Brittany began her new career on 20 June 1962 with a series of nine week-long roundtrip cruises between New York and the West Indies, accepting only 500 passengers in the best cabins. These voyages were catered and operated by Chandris in close conjunction with Caribbean Cruise Lines — publicity was favorable in contrast with the previous year. Capacity averaged 95% and plans were made to increase the number of cabins by 110 through the conversion of two refrigerated cargo areas, a process that was undertaken in transit by workmen brought aboard during the New York – Caribbean cruises. The changes would create a single passenger class of 1,500 berths, including the 150 former first class ones, for an extended summer cruise season in 1963.

On 12 September 1962, Brittany left Southampton to resume round-the-world winter service to Australasia.

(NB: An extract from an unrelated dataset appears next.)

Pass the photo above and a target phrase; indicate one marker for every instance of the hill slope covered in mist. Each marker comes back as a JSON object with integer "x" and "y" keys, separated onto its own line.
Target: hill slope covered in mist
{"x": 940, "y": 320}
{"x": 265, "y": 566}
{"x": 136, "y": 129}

A new feature she offered was an accelerated process for customs and immigration formalities in Wellington, New Zealand by having three New Zealand Customs officials embark at Sydney to start their paperwork early. This innovation was well received.

==Fire and loss==
On her fourth trip back to Southampton, she stopped at Piraeus in late March 1963 with serious engine trouble, disembarking and flying her passengers onward to their destinations. Brittany was moved to a drydock for overhaul by Hellenic Shipyards in Skaramagas. Repairs were nearing completion on 8 April 1963 when a welder's torch set off a fire that burned quickly out of control. Fears of explosion from her own fuel tanks meant Brittany had to be towed out to harbor and beached to let the fire burn out the next day. The ship was a total loss; her hulk was sent to La Spezia for scrap in March 1964.

The loss of Brittany led to the Chandris Lines purchase of in September, 1963; that ship was renamed Ellinis.